Authors: Obeidat M, Zhou G, Li X, Hansel NN, Rafaels N, Mathias R, Ruczinski I, Beaty TH, Barnes KC, Pare PD, Sin DD

Abstract: BACKGROUND: Smoking is the principal modifiable environmental risk factor for chronic obstructive pulmonary disease (COPD) which affects 300 million people and is the 3rd leading cause of death worldwide. Most of the genetic studies of smoking have relied on self-reported smoking status which is vulnerable to reporting and recall bias.

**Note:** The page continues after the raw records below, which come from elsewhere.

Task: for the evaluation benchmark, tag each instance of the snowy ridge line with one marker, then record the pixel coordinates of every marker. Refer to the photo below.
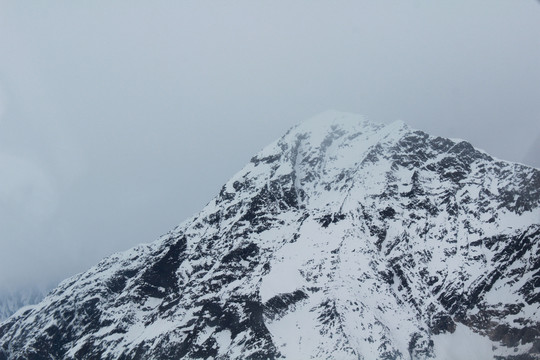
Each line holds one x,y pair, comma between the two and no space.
344,239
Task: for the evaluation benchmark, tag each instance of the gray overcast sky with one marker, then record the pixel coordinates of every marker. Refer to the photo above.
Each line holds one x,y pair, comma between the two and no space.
120,119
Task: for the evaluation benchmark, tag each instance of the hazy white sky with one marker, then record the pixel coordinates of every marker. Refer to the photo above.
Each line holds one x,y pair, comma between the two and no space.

Using data from the Lung Health Study (LHS), we sought to identify genetic variants associated with quantitative smoking and cessation in individuals with mild to moderate COPD. METHODS: The LHS is a longitudinal multicenter study of mild-to-moderate COPD subjects who were all smokers at recruitment. We performed genome-wide association studies (GWASs) for salivary cotinine (n = 4024), exhaled carbon monoxide (eCO) (n = 2854), cigarettes per day (CPD) (n = 2706) and smoking cessation at year 5 follow-up (n = 717 quitters and 2175 smokers). The GWAS analyses were adjusted for age, gender, and genetic principal components. RESULTS: For cotinine levels, SNPs near UGT2B10 gene achieved genome-wide significance (i.e. P < 5 x 10(- 8)) with top SNP rs10023464, P = 1.27 x 10(- 11). For eCO levels, one significant SNP was identified which mapped to the CHRNA3 gene (rs12914385, P = 2.38 x 10(- 8)). A borderline region mapping to KCNMA1 gene was associated with smoking cessation (rs207675, P = 5.95 x 10(- 8)). Of the identified loci, only the CHRNA3/5 locus showed significant associations with lung function but only in heavy smokers. No regions met genome-wide significance for CPD. CONCLUSION: The study demonstrates that using objective measures of smoking such as eCO and/or salivary cotinine can more precisely capture the genetic contribution to multiple aspects of smoking behaviour. The KCNMA1 gene association with smoking cessation may represent a potential therapeutic target and warrants further studies. TRIAL REGISTRATION: The Lung Health Study ClinicalTrials.gov Identifier: NCT00000568 . Date of registration: October 28, 1999.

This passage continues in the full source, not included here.